Tuesday, 6 February 2018

Be wary of easy sex, drugs, money – Pope Francis


Catholics should be wary of easy sex, drugs and money offered by “false prophets,” Pope Francis warned on Tuesday, in a message for Lent.

Lent is a period of penance observed in the six weeks leading up to Easter, the most important feast in the Christian calendar, which celebrates the resurrection of Christ.


This year, Lent starts on February 14, while Easter falls on April 1.

“How many of God’s children are mesmerized by momentary pleasures, mistaking them for true happiness!

“How many men and women live entranced by the dream of wealth, which only makes them slaves to profit and petty interests,” Francis preached.

“False prophets can also be ‘charlatans’ who offer easy and immediate solutions to suffering that soon prove utterly useless.

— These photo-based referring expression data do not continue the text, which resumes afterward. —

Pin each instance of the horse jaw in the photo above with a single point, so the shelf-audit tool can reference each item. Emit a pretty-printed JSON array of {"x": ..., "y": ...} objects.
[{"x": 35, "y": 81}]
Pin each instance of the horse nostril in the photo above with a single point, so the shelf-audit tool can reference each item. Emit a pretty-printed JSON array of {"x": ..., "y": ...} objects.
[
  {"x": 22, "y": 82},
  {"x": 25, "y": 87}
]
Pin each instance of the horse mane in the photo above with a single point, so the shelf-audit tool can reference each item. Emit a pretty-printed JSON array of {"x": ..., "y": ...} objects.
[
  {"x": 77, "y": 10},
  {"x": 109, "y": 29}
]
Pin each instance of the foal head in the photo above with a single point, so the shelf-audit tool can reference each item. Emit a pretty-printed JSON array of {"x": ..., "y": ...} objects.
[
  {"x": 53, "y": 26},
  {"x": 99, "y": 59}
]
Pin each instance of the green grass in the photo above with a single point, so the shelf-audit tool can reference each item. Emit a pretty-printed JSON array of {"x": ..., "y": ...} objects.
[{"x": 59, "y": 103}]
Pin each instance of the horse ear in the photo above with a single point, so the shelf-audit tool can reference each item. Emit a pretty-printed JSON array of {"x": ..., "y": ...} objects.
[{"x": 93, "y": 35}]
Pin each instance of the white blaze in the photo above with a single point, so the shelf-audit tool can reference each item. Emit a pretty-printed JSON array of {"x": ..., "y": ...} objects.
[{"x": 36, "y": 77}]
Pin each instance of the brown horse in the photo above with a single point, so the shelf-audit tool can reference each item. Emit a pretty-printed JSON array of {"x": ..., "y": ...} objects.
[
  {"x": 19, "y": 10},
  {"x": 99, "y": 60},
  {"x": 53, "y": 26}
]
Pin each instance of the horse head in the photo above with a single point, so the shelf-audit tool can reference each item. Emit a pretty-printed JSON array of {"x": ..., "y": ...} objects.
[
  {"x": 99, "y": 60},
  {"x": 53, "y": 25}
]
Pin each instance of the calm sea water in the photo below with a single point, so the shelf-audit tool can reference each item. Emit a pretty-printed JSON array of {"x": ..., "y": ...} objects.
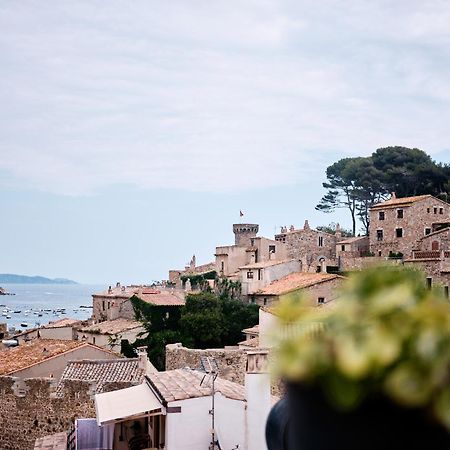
[{"x": 32, "y": 299}]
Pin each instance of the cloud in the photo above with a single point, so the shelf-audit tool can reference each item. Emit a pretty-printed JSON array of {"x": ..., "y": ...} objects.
[{"x": 214, "y": 96}]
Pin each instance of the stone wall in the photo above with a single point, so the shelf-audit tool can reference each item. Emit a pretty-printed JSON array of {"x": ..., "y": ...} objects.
[
  {"x": 416, "y": 219},
  {"x": 309, "y": 246},
  {"x": 30, "y": 408},
  {"x": 231, "y": 361}
]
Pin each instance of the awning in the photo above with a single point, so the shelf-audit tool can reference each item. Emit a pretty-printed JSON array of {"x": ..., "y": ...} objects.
[{"x": 125, "y": 403}]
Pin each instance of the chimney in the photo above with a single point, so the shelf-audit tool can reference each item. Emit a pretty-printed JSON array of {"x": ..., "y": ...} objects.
[
  {"x": 338, "y": 232},
  {"x": 144, "y": 362},
  {"x": 257, "y": 390}
]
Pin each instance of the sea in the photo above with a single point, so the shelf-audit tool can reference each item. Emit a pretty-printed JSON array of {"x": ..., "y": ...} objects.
[{"x": 38, "y": 304}]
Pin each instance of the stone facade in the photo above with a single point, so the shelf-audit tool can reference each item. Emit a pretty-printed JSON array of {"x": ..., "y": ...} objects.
[
  {"x": 248, "y": 249},
  {"x": 312, "y": 247},
  {"x": 398, "y": 224},
  {"x": 256, "y": 276},
  {"x": 319, "y": 293},
  {"x": 231, "y": 361},
  {"x": 30, "y": 409}
]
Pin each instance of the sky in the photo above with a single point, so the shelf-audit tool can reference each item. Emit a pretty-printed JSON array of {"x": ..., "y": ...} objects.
[{"x": 133, "y": 133}]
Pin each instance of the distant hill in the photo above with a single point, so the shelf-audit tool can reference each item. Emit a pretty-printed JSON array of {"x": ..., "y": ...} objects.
[{"x": 23, "y": 279}]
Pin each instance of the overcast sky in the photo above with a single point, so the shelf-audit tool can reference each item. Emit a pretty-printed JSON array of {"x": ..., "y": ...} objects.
[{"x": 132, "y": 133}]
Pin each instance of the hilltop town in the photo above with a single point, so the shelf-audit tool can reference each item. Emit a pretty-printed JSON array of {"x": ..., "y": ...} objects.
[{"x": 69, "y": 380}]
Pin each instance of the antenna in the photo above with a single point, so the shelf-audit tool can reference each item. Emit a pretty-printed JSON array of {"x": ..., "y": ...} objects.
[{"x": 211, "y": 369}]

“How many young people are taken in by the panacea of drugs, of disposable relationships, of easy but dishonest gains,” he added.

Hailing the virtue of charity, the pope said, “More than anything else, what destroys charity is greed for money.”

He urged believers to turn to “the soothing remedy of prayer, almsgiving and fasting” during Lent.

Francis, the first Pope to adopt the name of a Medieval saint who gave up all his riches to live as a monk, has made a point of rejecting symbols of papal grandeur.

For example, he uses an ordinary hatchback as an official car, and days after his election in 2013, he said he wanted to lead “a poor church, for the poor.”